China's steel heartland tests mills' mettle with new smog-busting plan
“Push the steel mills out of the city center and turn it into a modern, habitable place to live in,” reads a banner hung across the boarded-up offices of Guofeng Iron and Steel Co in the center of Tangshan, China’s top steelmaking city.
Behind the gates of the factory, surrounded by a hospital, a shopping mall and high-rise apartment blocks, workers and bulldozers were busy on a recent visit tearing down furnaces as part of a 38 billion yuan ($5.5 billion) plan to move to a new industrial park 60 kilometers (37 miles) away.
Six hours drive away to the southwest, meanwhile, executives at Hebei Xinjin Iron & Steel Co, a Handan-based medium-size mill, are scrambling to find a new site in the south after being served notice to leave their home province last month.

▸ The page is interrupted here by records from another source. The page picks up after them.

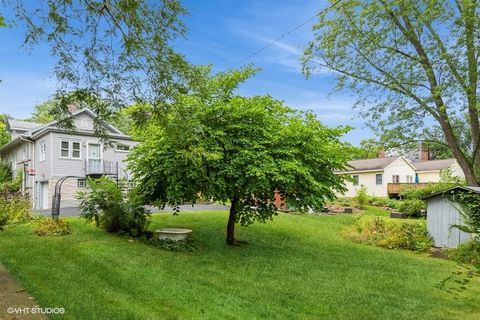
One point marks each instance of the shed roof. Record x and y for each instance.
(430, 165)
(464, 188)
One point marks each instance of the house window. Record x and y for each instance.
(122, 147)
(43, 151)
(76, 150)
(70, 149)
(355, 180)
(81, 183)
(24, 152)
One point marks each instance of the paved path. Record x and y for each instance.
(73, 211)
(13, 295)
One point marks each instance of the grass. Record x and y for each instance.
(296, 267)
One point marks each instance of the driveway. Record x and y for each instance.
(74, 211)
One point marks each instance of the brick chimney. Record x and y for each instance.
(381, 152)
(72, 108)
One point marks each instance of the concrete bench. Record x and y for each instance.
(173, 233)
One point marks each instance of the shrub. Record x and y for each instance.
(384, 202)
(408, 236)
(385, 233)
(107, 205)
(14, 208)
(411, 207)
(48, 227)
(468, 252)
(362, 197)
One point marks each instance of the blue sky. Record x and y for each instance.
(220, 32)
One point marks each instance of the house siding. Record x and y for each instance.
(367, 179)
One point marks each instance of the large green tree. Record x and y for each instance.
(414, 64)
(239, 150)
(113, 52)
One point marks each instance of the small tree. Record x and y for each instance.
(243, 150)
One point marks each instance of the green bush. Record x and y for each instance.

The two steelmakers are among the first producers in Hebei province to comply with the local government’s latest audacious plan to make its smoke-stack industries more efficient and clean the notoriously toxic air of the northern industrial heartland.
Provincial authorities ordered mills, including some owned by HBIS Group, the world’s fourth largest steelmaker, in almost a dozen of its smoggiest cities to shut, move to a new industrial park on the coast or get out.
The moves, detailed in a document published on the province’s website in July but not previously reported, mark a new front in the government’s years-long war on pollution and outdated excess capacity in heavy industry, heralding even more upheaval for the debt-laden steel sector.